April 19, 2007 | Read Time: 1 minute

A powerful Republican senator has asked the Government Accountability Office, Congress’s investigative arm, to examine how much free care and other services nonprofit hospitals provide to the regions in which they are located. Sen. Charles E. Grassley, of Iowa, said he is concerned that hospitals may not be providing enough services to their local areas to justify the tax breaks they receive.

Mr. Grassley, the senior Republican on the Senate Finance Committee, also said that some hospital executives and board members may be overpaid.

“There have been alarming reports about the lavish lifestyle that some of these individuals lead courtesy of the nonprofit hospital as well as the business ventures that enrich these individuals to the detriment of the nonprofit hospital,” he said.

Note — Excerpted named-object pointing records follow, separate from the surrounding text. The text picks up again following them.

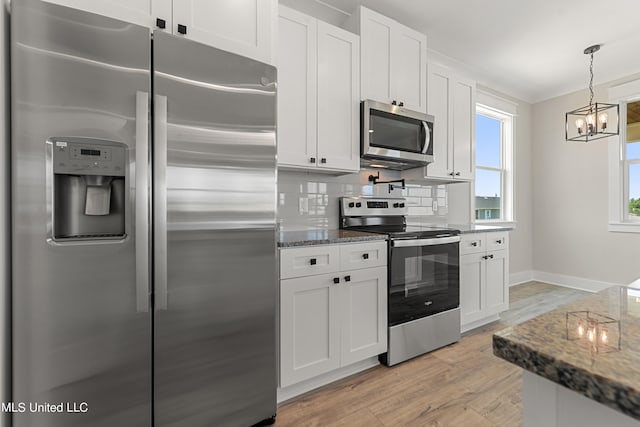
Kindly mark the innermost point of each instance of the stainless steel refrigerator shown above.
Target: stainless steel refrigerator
(143, 209)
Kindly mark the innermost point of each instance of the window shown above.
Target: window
(631, 162)
(624, 161)
(494, 182)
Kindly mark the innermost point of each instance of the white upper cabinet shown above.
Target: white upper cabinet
(297, 77)
(244, 27)
(393, 60)
(451, 100)
(318, 95)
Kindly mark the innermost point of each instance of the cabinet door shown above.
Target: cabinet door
(439, 105)
(472, 274)
(141, 12)
(240, 26)
(338, 99)
(309, 328)
(364, 321)
(464, 113)
(497, 290)
(376, 43)
(408, 68)
(297, 78)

Separately, Mr. Grassley also requested that the Congressional Budget Office review how universities use tax-exempt bonds and examine the tax-exempt status of college sports, The Chronicle of Higher Education reports.

The senator’s letter on tax-exempt bonds requests a study akin to one the research group released in December on nonprofit hospitals.


A Republican aide to the Senate Finance Committee who spoke on condition of anonymity said some members of the committee also have expressed interest in looking into other types of nonprofit organizations that use tax-exempt bonds to finance their buildings.

“Colleges and hospitals are the big users of bonds, but we are always looking at tax-exempt-bond issues across the board,” the aide said.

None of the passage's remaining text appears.